Does anyone have a nice way to create a $4\times 4$ matrix $A$ that has eigenvectors $$\vec v_1=\pmatrix{1\cr 1\cr 1\cr 1}\qquad\text{and}\qquad\vec v_2=\pmatrix{1\cr 0\cr 1\cr 0}$$ and eigenvalues $\lambda_1=1$ and $\lambda_2=2$? The eigenvalues both have algebraic multiplicity 2.
I'm looking for a method that I can use repeatedly; that is, suppose I want to find a $4\times 4$ matrix $A$ with eigenvectors $$\vec v_1=\pmatrix{1\cr 1\cr 1\cr 2}\qquad\text{and}\qquad\vec v_2=\pmatrix{1\cr 0\cr 1\cr 0}\qquad\text{and}\qquad\vec v_3=\pmatrix{-1\cr 1\cr 1\cr 1}$$ with eigenvalues $\lambda_1=-1$, $\lambda_2=1$, and $\lambda_3=2$, where the algebraic multiplicities are 1, 1, and 2.

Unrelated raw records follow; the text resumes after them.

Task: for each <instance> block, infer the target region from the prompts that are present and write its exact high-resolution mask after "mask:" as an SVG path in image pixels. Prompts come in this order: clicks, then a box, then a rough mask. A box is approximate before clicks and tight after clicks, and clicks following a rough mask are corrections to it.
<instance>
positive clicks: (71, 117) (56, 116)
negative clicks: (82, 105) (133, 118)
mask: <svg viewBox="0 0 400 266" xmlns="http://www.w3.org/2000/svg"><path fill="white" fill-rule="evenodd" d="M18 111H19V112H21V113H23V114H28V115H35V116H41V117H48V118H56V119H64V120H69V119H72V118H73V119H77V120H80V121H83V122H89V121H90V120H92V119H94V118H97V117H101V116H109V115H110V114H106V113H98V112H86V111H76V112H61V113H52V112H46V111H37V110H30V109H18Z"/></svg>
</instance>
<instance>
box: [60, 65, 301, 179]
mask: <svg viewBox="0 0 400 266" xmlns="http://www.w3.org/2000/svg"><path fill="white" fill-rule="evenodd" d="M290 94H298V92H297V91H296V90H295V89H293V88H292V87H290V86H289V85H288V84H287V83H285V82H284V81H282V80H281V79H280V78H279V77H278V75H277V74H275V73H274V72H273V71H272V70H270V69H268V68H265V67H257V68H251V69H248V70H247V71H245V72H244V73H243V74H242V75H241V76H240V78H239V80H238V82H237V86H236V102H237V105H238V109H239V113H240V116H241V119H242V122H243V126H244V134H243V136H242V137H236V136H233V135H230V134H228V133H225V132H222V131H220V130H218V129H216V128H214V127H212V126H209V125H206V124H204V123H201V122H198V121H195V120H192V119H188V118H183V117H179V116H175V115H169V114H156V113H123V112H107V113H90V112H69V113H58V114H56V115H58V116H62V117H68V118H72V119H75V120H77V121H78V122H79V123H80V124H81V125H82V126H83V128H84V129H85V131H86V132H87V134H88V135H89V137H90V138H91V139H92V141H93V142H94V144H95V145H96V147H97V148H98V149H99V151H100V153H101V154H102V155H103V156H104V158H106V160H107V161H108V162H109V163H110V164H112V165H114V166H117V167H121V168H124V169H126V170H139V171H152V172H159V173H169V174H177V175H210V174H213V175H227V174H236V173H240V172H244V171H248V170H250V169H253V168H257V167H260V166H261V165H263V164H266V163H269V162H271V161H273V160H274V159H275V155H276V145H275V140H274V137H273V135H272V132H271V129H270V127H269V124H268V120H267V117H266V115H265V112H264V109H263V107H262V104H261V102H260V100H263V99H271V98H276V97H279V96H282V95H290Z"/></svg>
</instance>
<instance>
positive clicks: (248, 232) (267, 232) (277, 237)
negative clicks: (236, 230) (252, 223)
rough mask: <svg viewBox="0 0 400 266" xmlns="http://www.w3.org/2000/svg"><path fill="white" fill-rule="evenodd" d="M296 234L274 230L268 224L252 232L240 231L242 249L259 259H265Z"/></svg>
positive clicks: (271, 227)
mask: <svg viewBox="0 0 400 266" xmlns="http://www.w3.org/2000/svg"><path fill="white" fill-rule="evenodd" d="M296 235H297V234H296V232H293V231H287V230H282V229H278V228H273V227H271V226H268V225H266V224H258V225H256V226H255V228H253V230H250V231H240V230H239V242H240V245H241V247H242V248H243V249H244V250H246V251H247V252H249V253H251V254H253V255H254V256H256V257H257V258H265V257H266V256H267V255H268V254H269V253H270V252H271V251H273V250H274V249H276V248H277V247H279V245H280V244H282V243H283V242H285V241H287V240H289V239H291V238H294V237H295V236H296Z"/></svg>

Again, I don't just want answer for these specific examples, but a process that I can use repeatedly, say to find a $5\times 5$ matrix $A$ with 3 eigenvectors and 3 eigenvalues, one of algebraic multiplicity 1, the second with algebraic multiplicity 2, and the third with algebraic multiplicity 2.
Thanks.
Let $P$ be a non-singular matrix, s.t. $v_1, v_2 \in \text{im} P$, for example $$ P = \left(\begin{array}{rrrr} 1 & 0 & 1 & 0 \\ 1 & 1 & 0 & 0 \\ 1 & 0 & 1 & 1 \\ 1 & 0 & 0 & 1 \end{array}\right) $$ Let $B$ be a Jordan matrix of $A$: $$ B=\left(\begin{array}{rrrr} 1 & 1 & 0 & 0 \\ 0 & 1 & 0 & 0 \\ 0 & 0 & 2 & 1 \\ 0 & 0 & 0 & 2 \end{array}\right) $$
$$ A = PBP^{-1} = \left(\begin{array}{rrrr} -1 & 1 & 3 & -2 \\ -1 & 2 & 1 & -1 \\ -3 & 1 & 5 & -2 \\ -2 & 1 & 2 & 0 \end{array}\right) $$
It's important that first and third column of $P$ correspond to the beginnings of Jordan blocks in $B$.